Assignment No. V is that the court erred in failing to dismiss the action at the conclusion of the State's case. There is no merit to this assignment, and it requires no discussion herein.

Defendant's assignment No. VI is also directed at instruction No. 14. Defendant complains the instruction was erroneous in that it drew the issue as to whether defendant's conduct was necessary to protect his person, or whether defendant was acting in a spirit of ill will or retaliation. This assignment is directed at the following portion of instruction No. 14: "In determining whether the alleged conduct of the defendant was committed in necessary defense of his person and in determining whether the amount of force or violence used was reasonable and apparently necessary for said purpose, you should consider all the acts and conduct of the defendant and Dale Theodore McCamley at the time in question; the means, nature and extent of any force or violence, or threats of force or violence used or made by Dale Theodore McCamley toward the defendant, and all the facts and circumstances surrounding the occurrence, as shown by the evidence, bearing upon the question whether the conduct of the defendant was reasonably and apparently necessary, in good faith, to defend his person or whether the defendant was acting in a spirit of ill will or retaliation." The instruction is not erroneous and was proper herein. It apparently is an adaptation of an instruction from Standardized Instructions to Juries, 33 Nebraska Law Review, No. 25D, p. 137, adopted by the Association of District Judges of Nebraska.

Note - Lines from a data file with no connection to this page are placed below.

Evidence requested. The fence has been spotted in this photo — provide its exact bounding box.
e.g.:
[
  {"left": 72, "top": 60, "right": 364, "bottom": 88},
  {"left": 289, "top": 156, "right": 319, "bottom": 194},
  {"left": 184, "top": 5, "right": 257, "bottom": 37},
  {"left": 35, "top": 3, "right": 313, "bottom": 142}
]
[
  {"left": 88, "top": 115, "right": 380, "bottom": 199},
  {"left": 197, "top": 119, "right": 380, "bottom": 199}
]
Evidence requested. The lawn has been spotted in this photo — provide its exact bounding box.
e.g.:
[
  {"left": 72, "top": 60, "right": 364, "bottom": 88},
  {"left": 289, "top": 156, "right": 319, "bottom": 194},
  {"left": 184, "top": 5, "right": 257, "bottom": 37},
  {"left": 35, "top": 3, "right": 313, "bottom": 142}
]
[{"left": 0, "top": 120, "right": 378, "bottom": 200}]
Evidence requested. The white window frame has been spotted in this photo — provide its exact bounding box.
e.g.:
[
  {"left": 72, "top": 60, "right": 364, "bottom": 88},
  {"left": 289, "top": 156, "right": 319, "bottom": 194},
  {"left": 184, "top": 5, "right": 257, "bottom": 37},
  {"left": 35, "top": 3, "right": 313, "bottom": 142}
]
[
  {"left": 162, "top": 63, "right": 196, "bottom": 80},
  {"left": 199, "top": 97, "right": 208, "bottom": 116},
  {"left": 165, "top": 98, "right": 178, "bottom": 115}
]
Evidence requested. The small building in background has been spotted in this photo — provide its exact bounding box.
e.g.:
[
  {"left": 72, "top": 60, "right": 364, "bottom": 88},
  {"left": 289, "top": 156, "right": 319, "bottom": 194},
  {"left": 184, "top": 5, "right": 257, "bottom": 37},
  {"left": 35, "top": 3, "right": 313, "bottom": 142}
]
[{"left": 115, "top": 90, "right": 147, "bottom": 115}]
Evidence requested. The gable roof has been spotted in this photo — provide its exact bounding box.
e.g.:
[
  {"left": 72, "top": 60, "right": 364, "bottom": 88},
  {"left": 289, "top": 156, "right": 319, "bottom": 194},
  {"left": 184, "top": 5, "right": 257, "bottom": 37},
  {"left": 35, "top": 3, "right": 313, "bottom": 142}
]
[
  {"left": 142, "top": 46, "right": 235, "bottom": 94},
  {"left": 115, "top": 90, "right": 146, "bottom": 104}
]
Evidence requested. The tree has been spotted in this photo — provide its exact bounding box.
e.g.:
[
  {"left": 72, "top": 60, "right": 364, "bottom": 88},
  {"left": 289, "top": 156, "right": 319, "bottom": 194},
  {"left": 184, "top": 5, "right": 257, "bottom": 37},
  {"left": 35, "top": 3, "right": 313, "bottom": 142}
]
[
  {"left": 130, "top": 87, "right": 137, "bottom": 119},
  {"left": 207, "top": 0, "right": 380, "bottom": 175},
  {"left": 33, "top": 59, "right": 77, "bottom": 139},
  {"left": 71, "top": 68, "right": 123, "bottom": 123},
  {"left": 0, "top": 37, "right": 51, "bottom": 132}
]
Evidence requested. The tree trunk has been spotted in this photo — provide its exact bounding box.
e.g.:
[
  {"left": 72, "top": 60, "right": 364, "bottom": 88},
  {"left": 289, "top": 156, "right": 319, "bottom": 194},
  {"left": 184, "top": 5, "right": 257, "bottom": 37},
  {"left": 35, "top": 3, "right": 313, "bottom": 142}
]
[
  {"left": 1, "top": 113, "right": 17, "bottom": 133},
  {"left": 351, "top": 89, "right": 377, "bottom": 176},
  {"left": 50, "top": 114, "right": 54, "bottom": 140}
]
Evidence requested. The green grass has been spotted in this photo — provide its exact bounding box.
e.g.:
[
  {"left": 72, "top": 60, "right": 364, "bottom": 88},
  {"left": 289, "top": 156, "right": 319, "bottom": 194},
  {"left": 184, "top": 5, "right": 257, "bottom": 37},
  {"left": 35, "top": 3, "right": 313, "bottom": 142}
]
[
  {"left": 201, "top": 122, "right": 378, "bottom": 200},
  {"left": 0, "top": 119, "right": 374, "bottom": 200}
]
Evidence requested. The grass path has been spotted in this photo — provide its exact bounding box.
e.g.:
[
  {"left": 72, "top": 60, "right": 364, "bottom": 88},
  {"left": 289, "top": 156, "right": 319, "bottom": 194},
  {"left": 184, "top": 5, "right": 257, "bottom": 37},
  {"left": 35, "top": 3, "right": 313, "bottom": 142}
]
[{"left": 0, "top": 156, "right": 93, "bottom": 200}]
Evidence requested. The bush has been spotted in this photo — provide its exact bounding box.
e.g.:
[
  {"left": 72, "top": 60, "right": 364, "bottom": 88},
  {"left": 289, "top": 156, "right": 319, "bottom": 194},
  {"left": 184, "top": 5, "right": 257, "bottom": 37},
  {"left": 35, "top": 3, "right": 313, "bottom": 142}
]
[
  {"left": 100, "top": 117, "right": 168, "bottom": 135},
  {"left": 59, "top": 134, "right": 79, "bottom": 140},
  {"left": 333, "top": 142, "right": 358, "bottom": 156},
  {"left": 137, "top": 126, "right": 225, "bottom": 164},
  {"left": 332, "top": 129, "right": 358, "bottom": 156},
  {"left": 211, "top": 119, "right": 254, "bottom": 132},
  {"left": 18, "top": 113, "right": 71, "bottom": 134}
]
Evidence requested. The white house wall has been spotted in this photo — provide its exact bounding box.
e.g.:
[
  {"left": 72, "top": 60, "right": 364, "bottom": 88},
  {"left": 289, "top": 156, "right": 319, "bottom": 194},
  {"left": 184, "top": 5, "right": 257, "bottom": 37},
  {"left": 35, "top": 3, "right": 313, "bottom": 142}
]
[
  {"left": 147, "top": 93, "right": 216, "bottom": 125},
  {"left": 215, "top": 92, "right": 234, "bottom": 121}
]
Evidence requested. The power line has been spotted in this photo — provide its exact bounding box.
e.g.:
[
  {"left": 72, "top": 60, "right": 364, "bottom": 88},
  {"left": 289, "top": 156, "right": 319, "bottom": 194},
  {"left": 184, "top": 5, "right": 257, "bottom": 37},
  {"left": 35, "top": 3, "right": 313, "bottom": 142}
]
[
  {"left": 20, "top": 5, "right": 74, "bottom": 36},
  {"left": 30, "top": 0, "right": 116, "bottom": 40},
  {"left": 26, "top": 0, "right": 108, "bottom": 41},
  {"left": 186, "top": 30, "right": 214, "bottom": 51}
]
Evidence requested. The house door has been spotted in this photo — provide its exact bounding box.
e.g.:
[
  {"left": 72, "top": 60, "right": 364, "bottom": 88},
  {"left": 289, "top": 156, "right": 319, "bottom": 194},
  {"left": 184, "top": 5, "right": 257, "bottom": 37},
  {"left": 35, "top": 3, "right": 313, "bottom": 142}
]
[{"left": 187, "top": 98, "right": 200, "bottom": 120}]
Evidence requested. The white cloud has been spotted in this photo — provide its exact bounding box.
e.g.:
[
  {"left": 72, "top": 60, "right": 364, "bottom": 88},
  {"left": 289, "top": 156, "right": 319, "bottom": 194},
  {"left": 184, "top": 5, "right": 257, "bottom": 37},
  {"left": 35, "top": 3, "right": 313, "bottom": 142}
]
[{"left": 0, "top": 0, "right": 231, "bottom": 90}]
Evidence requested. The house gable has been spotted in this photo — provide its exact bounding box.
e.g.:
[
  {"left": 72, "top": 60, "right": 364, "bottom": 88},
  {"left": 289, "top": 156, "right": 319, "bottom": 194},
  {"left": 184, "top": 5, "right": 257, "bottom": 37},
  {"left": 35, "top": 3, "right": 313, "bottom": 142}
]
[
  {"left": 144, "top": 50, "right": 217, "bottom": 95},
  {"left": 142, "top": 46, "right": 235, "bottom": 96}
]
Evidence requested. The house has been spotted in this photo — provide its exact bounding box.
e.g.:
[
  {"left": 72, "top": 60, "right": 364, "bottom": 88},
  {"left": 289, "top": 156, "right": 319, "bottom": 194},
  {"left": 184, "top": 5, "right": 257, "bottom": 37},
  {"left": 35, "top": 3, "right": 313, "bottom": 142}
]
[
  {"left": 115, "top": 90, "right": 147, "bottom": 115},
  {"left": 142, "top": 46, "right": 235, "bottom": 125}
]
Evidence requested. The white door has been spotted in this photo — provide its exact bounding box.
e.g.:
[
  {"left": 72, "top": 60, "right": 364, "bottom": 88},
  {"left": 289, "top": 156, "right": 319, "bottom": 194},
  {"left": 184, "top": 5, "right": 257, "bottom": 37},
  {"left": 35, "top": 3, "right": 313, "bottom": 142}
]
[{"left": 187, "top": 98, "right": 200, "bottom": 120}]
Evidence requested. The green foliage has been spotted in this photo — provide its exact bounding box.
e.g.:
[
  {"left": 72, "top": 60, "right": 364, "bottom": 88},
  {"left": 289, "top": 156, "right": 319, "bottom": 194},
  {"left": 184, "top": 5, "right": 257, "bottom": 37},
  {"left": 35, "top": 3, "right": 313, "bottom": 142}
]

Defendant's assignment No. VII complains that instruction No. 14 was too narrow in scope in that it was limited to fear of death or great bodily injury from *605 the deceased, and did not include the two companions of the deceased. The companions of the deceased were not at any stage involved with the defendant. It is true that they were following some distance behind the deceased when he was shot, but they had not been participating during the previous encounter. If defendant wished a more specific instruction, he should have tendered one. "If the court has instructed the jury generally on the law of the case and has not withdrawn any essential issue from consideration of the jury error cannot be predicated on failure to charge on some particular phase of the case, unless proper instruction has been requested by the party complaining." Cox v. State, 159 Neb. 811, 68 N.W.2d 497, 66 A.L.R.2d 293.

We find all of the defendant's contentions to be without merit, and therefore affirm the judgment of the trial court.